Bruce Greenburg’s Layout Open House
May 1, 2011
By Bill Day
Most
modelers I know say they “started with a Lionel train set.”Modelers
growing up in the ‘30s and 40’s owe their interest in large part to
Joshua Lionel Cowan of Irvington, New Jersey.
Cowan’s creativity—working semaphores, bascule bridges, coal tipples,
animated milk cars—launched what he called “the greatest hobby on
earth.” Last month, to bring back those days, Potomac Division modelers
crowded around Bruce Greenburg’s O Gauge layout featuring most of the
rolling stock and structures of the famed Lionel Lines.
To
no one’s surprise, Bruce is the founder of Greenburg Shows, a
universally popular series of traveling exhibits that started in the
East and eventually reached every big city in America. His layout
originated as the focus of the Greenburg Shows, the country’s first
large-scale modular train exhibit. So successful were the shows that
Kalmbach Publishing purchased the production and made it a subsidiary
of the corporation.Moreover, Bruce and his wife, Linda, published a
wide variety of early enthusiast books and maintenance manuals for
Lionel lovers. To read Lionel catalogs of 60 years ago is to get a free
rail pass to one’s youth.
The
Lionel layout in Alexandria is, in Bruce’s words,” a light and sound
show.” Hundreds of lights dot the layout: street lamps, semaphores,
street markers, bumpers, crossing gatesand passenger car interiors all
glow or blink for visitors. The iconic Hellgate Bridge, whose prototype
is in New York, is crested with dazzling chase lights, outlining the
bridge and its famous arc.
Two
main rail lines serve a diesel freight consist and a steam passenger
train. Passenger cars are complete down to, er, water closets with
effluent pipes. The steam Engine cab echoes with chatter among
engineers, firemen and conductors. Within the mainlines are two trolley
shuttles and a smaller circle of track for a scale children’s train
ride.
At
a recent National Model Railroad Association national convention, a
psychiatrist who is also a modeler, conducted a clinic titled “Are
Train Modelers Nuts?” (The clinic was mobbed).
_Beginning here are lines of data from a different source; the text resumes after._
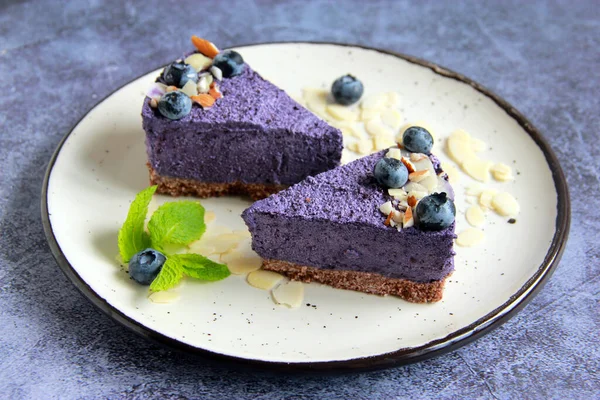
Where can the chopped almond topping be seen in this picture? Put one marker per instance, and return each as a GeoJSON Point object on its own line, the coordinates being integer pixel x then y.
{"type": "Point", "coordinates": [205, 47]}
{"type": "Point", "coordinates": [408, 220]}
{"type": "Point", "coordinates": [205, 100]}
{"type": "Point", "coordinates": [409, 166]}
{"type": "Point", "coordinates": [389, 218]}
{"type": "Point", "coordinates": [418, 176]}
{"type": "Point", "coordinates": [412, 201]}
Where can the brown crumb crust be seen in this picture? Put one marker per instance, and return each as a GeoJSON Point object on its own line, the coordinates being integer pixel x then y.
{"type": "Point", "coordinates": [190, 187]}
{"type": "Point", "coordinates": [366, 282]}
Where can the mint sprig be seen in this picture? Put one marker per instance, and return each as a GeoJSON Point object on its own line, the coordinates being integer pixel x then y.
{"type": "Point", "coordinates": [174, 223]}
{"type": "Point", "coordinates": [179, 222]}
{"type": "Point", "coordinates": [193, 265]}
{"type": "Point", "coordinates": [132, 237]}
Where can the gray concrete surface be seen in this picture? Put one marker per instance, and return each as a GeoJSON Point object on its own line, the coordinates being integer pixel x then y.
{"type": "Point", "coordinates": [57, 59]}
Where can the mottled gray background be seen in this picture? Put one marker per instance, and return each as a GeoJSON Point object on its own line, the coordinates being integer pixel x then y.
{"type": "Point", "coordinates": [57, 59]}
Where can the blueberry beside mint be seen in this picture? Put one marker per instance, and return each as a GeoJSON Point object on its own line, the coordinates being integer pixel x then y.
{"type": "Point", "coordinates": [145, 266]}
{"type": "Point", "coordinates": [347, 90]}
{"type": "Point", "coordinates": [390, 173]}
{"type": "Point", "coordinates": [175, 105]}
{"type": "Point", "coordinates": [229, 62]}
{"type": "Point", "coordinates": [417, 140]}
{"type": "Point", "coordinates": [178, 74]}
{"type": "Point", "coordinates": [435, 212]}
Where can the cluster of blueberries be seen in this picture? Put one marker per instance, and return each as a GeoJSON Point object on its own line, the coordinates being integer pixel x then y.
{"type": "Point", "coordinates": [176, 105]}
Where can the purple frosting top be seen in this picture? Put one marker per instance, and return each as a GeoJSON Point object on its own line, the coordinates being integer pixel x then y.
{"type": "Point", "coordinates": [248, 102]}
{"type": "Point", "coordinates": [347, 194]}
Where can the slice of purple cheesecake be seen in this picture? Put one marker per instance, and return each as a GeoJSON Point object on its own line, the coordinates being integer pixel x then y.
{"type": "Point", "coordinates": [343, 229]}
{"type": "Point", "coordinates": [250, 138]}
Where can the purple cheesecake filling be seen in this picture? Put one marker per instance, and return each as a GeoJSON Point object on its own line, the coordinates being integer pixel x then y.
{"type": "Point", "coordinates": [332, 221]}
{"type": "Point", "coordinates": [255, 133]}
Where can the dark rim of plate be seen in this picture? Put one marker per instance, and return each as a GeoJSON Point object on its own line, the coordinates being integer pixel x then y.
{"type": "Point", "coordinates": [401, 356]}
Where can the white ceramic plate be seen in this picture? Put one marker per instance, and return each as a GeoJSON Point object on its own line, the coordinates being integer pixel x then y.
{"type": "Point", "coordinates": [100, 166]}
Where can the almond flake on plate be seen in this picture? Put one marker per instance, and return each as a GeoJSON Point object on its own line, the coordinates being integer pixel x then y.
{"type": "Point", "coordinates": [342, 113]}
{"type": "Point", "coordinates": [265, 280]}
{"type": "Point", "coordinates": [391, 118]}
{"type": "Point", "coordinates": [505, 204]}
{"type": "Point", "coordinates": [290, 293]}
{"type": "Point", "coordinates": [475, 215]}
{"type": "Point", "coordinates": [470, 237]}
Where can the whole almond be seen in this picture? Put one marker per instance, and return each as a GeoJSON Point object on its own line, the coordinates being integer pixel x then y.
{"type": "Point", "coordinates": [205, 47]}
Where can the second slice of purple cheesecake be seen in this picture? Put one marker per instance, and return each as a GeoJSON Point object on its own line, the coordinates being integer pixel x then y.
{"type": "Point", "coordinates": [254, 141]}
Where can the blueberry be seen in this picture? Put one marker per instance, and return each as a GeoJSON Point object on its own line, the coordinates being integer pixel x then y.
{"type": "Point", "coordinates": [175, 105]}
{"type": "Point", "coordinates": [229, 62]}
{"type": "Point", "coordinates": [390, 173]}
{"type": "Point", "coordinates": [178, 74]}
{"type": "Point", "coordinates": [145, 266]}
{"type": "Point", "coordinates": [347, 90]}
{"type": "Point", "coordinates": [435, 212]}
{"type": "Point", "coordinates": [417, 140]}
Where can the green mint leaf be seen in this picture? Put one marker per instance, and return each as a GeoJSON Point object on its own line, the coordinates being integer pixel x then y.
{"type": "Point", "coordinates": [180, 222]}
{"type": "Point", "coordinates": [200, 267]}
{"type": "Point", "coordinates": [169, 275]}
{"type": "Point", "coordinates": [132, 237]}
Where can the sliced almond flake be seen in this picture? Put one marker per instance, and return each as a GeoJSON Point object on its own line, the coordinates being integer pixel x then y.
{"type": "Point", "coordinates": [474, 190]}
{"type": "Point", "coordinates": [459, 149]}
{"type": "Point", "coordinates": [505, 204]}
{"type": "Point", "coordinates": [418, 176]}
{"type": "Point", "coordinates": [391, 118]}
{"type": "Point", "coordinates": [417, 194]}
{"type": "Point", "coordinates": [289, 293]}
{"type": "Point", "coordinates": [367, 114]}
{"type": "Point", "coordinates": [452, 171]}
{"type": "Point", "coordinates": [424, 164]}
{"type": "Point", "coordinates": [190, 88]}
{"type": "Point", "coordinates": [475, 215]}
{"type": "Point", "coordinates": [393, 99]}
{"type": "Point", "coordinates": [364, 146]}
{"type": "Point", "coordinates": [478, 145]}
{"type": "Point", "coordinates": [386, 208]}
{"type": "Point", "coordinates": [485, 198]}
{"type": "Point", "coordinates": [383, 141]}
{"type": "Point", "coordinates": [376, 101]}
{"type": "Point", "coordinates": [352, 132]}
{"type": "Point", "coordinates": [198, 61]}
{"type": "Point", "coordinates": [164, 297]}
{"type": "Point", "coordinates": [430, 183]}
{"type": "Point", "coordinates": [394, 153]}
{"type": "Point", "coordinates": [397, 216]}
{"type": "Point", "coordinates": [342, 113]}
{"type": "Point", "coordinates": [408, 219]}
{"type": "Point", "coordinates": [478, 169]}
{"type": "Point", "coordinates": [398, 194]}
{"type": "Point", "coordinates": [265, 280]}
{"type": "Point", "coordinates": [414, 187]}
{"type": "Point", "coordinates": [470, 237]}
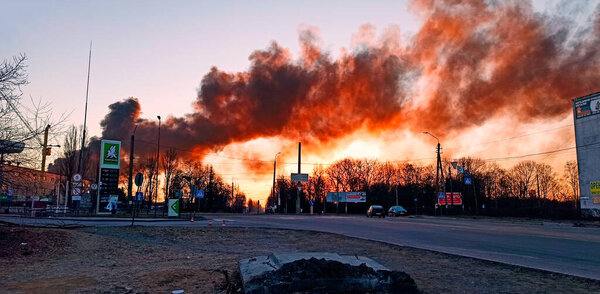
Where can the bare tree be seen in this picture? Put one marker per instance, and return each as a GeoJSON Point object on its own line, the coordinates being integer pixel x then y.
{"type": "Point", "coordinates": [524, 175]}
{"type": "Point", "coordinates": [169, 162]}
{"type": "Point", "coordinates": [571, 175]}
{"type": "Point", "coordinates": [21, 124]}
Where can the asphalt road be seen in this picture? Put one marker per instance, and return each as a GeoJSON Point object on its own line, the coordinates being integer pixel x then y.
{"type": "Point", "coordinates": [557, 247]}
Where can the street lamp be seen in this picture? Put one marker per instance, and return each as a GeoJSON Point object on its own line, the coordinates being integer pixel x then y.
{"type": "Point", "coordinates": [273, 191]}
{"type": "Point", "coordinates": [157, 164]}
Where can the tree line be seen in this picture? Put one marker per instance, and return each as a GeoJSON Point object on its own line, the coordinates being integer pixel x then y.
{"type": "Point", "coordinates": [528, 188]}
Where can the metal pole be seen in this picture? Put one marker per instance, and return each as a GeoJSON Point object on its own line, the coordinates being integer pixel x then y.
{"type": "Point", "coordinates": [79, 167]}
{"type": "Point", "coordinates": [451, 189]}
{"type": "Point", "coordinates": [298, 188]}
{"type": "Point", "coordinates": [273, 191]}
{"type": "Point", "coordinates": [130, 184]}
{"type": "Point", "coordinates": [157, 166]}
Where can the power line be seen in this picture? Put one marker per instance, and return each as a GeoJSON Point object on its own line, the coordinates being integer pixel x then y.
{"type": "Point", "coordinates": [509, 138]}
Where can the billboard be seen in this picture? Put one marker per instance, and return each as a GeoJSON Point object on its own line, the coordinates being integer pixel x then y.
{"type": "Point", "coordinates": [110, 156]}
{"type": "Point", "coordinates": [354, 197]}
{"type": "Point", "coordinates": [457, 197]}
{"type": "Point", "coordinates": [587, 142]}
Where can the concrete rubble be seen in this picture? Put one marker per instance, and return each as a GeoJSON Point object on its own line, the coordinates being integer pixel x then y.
{"type": "Point", "coordinates": [320, 272]}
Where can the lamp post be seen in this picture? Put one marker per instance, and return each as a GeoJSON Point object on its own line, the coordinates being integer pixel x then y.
{"type": "Point", "coordinates": [273, 190]}
{"type": "Point", "coordinates": [439, 167]}
{"type": "Point", "coordinates": [157, 164]}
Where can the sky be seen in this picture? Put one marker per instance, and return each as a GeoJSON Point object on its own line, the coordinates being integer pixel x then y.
{"type": "Point", "coordinates": [159, 52]}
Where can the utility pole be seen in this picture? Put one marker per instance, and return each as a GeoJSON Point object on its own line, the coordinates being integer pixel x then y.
{"type": "Point", "coordinates": [273, 189]}
{"type": "Point", "coordinates": [45, 150]}
{"type": "Point", "coordinates": [439, 169]}
{"type": "Point", "coordinates": [44, 154]}
{"type": "Point", "coordinates": [298, 189]}
{"type": "Point", "coordinates": [79, 167]}
{"type": "Point", "coordinates": [157, 165]}
{"type": "Point", "coordinates": [130, 184]}
{"type": "Point", "coordinates": [451, 189]}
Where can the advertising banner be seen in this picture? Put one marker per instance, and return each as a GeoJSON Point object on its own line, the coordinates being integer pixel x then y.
{"type": "Point", "coordinates": [173, 207]}
{"type": "Point", "coordinates": [110, 157]}
{"type": "Point", "coordinates": [442, 199]}
{"type": "Point", "coordinates": [111, 154]}
{"type": "Point", "coordinates": [586, 107]}
{"type": "Point", "coordinates": [299, 177]}
{"type": "Point", "coordinates": [354, 197]}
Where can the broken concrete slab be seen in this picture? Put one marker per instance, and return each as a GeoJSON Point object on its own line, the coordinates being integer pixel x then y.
{"type": "Point", "coordinates": [320, 272]}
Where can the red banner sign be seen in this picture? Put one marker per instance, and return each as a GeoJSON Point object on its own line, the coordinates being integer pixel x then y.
{"type": "Point", "coordinates": [457, 198]}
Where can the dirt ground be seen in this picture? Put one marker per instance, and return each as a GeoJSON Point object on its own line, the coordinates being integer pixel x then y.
{"type": "Point", "coordinates": [204, 260]}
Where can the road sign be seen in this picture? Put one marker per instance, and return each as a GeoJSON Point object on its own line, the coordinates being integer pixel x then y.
{"type": "Point", "coordinates": [299, 177]}
{"type": "Point", "coordinates": [468, 181]}
{"type": "Point", "coordinates": [200, 194]}
{"type": "Point", "coordinates": [173, 207]}
{"type": "Point", "coordinates": [139, 179]}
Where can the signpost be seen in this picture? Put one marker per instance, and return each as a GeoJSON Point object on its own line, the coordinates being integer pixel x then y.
{"type": "Point", "coordinates": [110, 157]}
{"type": "Point", "coordinates": [139, 196]}
{"type": "Point", "coordinates": [200, 194]}
{"type": "Point", "coordinates": [173, 207]}
{"type": "Point", "coordinates": [468, 181]}
{"type": "Point", "coordinates": [454, 198]}
{"type": "Point", "coordinates": [354, 197]}
{"type": "Point", "coordinates": [299, 177]}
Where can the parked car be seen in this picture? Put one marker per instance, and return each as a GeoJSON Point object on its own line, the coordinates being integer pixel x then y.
{"type": "Point", "coordinates": [397, 211]}
{"type": "Point", "coordinates": [376, 210]}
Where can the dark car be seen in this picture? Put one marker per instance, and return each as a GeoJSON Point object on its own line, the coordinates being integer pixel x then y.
{"type": "Point", "coordinates": [397, 211]}
{"type": "Point", "coordinates": [376, 210]}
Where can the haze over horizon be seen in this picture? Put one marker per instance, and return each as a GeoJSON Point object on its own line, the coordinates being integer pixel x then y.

After discussing
the research, the focus groups, the anecdotal evidence, the clinician
said that the driving force, the obvious passion, the indisputable
signature of the modeler was…”nostalgia.”
So,
if it’s nostalgia you wanted, Bruce provided it. His time capsule was
everything you hoped it would be. In building his exhibit,
sharing it with us, popularizing model railroads and bringing the
experience to every corner of America, Bruce and his miniature world
belong in the pantheon of America’s modeling stars.